I WAS delighted to see Suffolk coastal councillors displaying a fair degree of good sense by giving planning permission for a new wind farm on Parham airfield - and I'm looking forward to the day when there are scores of turbines erected off the Suffolk coast.

I WAS delighted to see Suffolk coastal councillors displaying a fair degree of good sense by giving planning permission for a new wind farm on Parham airfield - and I'm looking forward to the day when there are scores of turbines erected off the Suffolk coast.

Britain has to do more to harness its natural renewable resources - like the wind, tides and waves - if we are to help stop the polluting of our atmosphere.

And for the life of me I cannot understand the objections to these green alternatives - especially when they come from people who claim to care about the environment.

Frankly it sounds like nimbyism of the first degree!

I suppose each to his own taste, but I cannot see anything ugly about wind turbines - they can add interest to a bleak landscape and have a beauty of their own.

A few years ago I drove past a wind farm just outside Aberystwyth in Wales and that certainly added interest to an already attractive landscape.

Frankly Parham airfield is a pretty desolate place after the Americans ripped out all the trees and hedges during the second world war - it's difficult to imagine how a few turbines will ruin the look of the place!

And apparently they're noisy.

I'm sorry, but in the league table of noisy environmental hazards, wind farms really aren't up there next to airports, main roads, factories, or even farms.

The last argument I've heard against the turbines is that they won't generate much electricity - that they won't be able to make a real difference.

If that argument is followed through, then we'll never do anything to address the environmental problems caused by our desire for energy.

We'll just build more coal-fired power stations which produce lots of electricity but belch lots of carbon dioxide into the air.

Or we'll build more nuclear stations - starting with another one at Sizewell.

If that's what the objectors to wind farms want, fine. But don't insult our intelligence by claiming to be friends of the environment as well.

IT took an awful long time for Keith Myers-Hewitt to leave the Conservative group at Suffolk County Council - and frankly his former colleagues did not handle the situation well.

Mr Myers-Hewitt finally resigned from the group this week after it became clear that comments he made more than a year ago would continue to be a source of embarrassment to his party colleagues.

He has always denied making racist comments, but the Adjudication Panel which heard the case in June believed he did say: “Have the aliens landed, or is it an invasion of darkies?” during a visit to Stowmarket library in July last year.

He was cleared of bringing Stowmarket Town Council into disrepute, but his Tory colleagues on that authority had no hesitation about withdrawing the whip from him.

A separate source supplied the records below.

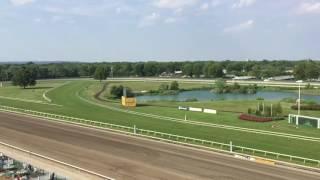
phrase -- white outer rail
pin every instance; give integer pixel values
(162, 136)
(56, 161)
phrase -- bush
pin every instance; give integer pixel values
(311, 107)
(191, 100)
(248, 117)
(117, 91)
(260, 98)
(174, 85)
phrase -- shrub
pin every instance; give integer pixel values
(117, 91)
(174, 85)
(191, 100)
(311, 107)
(248, 117)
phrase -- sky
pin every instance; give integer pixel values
(159, 30)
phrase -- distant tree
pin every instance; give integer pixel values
(188, 69)
(306, 70)
(117, 91)
(24, 76)
(277, 109)
(163, 87)
(220, 86)
(174, 85)
(197, 69)
(100, 73)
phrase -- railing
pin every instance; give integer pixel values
(212, 145)
(78, 169)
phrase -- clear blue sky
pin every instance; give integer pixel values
(113, 30)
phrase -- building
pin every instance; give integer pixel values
(128, 102)
(244, 77)
(282, 78)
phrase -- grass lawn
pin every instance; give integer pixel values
(30, 93)
(69, 97)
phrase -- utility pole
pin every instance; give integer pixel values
(299, 100)
(111, 72)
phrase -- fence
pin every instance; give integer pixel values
(32, 154)
(188, 141)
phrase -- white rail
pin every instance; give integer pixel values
(56, 161)
(170, 137)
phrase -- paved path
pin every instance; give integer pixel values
(124, 157)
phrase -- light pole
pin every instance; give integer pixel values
(299, 99)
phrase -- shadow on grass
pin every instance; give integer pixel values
(34, 88)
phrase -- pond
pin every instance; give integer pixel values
(206, 95)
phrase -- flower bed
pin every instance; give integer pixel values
(249, 117)
(311, 107)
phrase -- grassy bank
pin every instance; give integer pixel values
(69, 96)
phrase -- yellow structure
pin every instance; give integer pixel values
(128, 102)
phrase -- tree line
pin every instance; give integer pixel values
(305, 70)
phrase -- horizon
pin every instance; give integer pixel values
(158, 30)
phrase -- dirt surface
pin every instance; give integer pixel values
(123, 157)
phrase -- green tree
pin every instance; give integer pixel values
(220, 86)
(163, 87)
(24, 76)
(117, 91)
(188, 69)
(277, 110)
(174, 85)
(100, 73)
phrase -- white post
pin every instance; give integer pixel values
(299, 99)
(289, 119)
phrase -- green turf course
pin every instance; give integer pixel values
(32, 93)
(72, 105)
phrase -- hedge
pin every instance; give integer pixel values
(312, 107)
(248, 117)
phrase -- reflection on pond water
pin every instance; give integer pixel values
(206, 95)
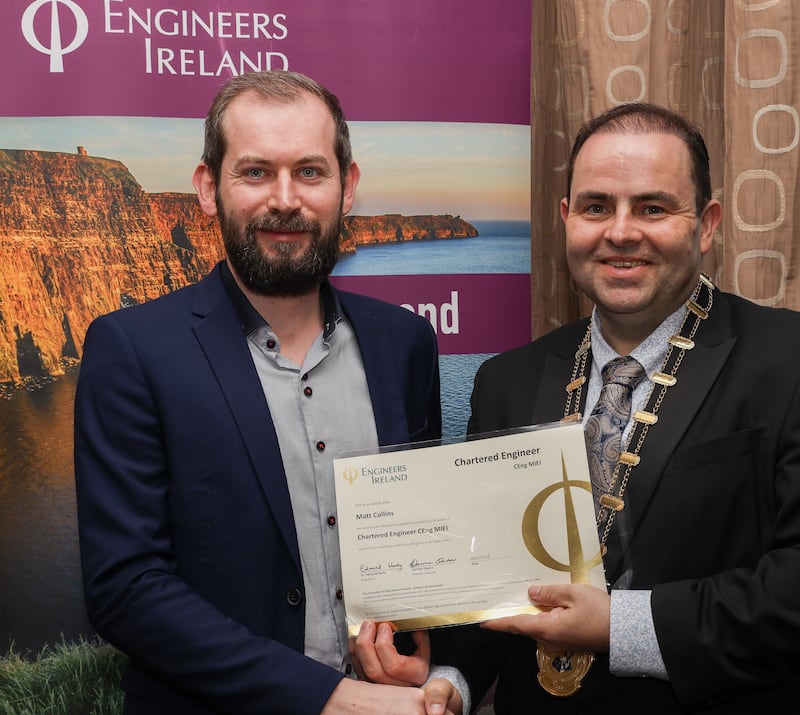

Meanwhile at Endeavour House, where he was elected to the county council in May, his colleagues there seemed to accept his apology and allow him to continue in his new role.

Now he has resigned from the group - if not the council as the opposition would like to see.

But the Tory group doesn't come out of this too well - if they had really wanted to press home the point that they were not prepared to tolerate racist language they should have followed Stowmarket's lead and withdrawn the whip from him straight away.

Having spoken to leading councillors, I wouldn't think they would tolerate racist language - but that is the impression they have given to many people over the last few weeks.

Now that Mr Myers-Hewitt is no longer a member of their group, they have the chance to make a new start. They have a big job on their hands.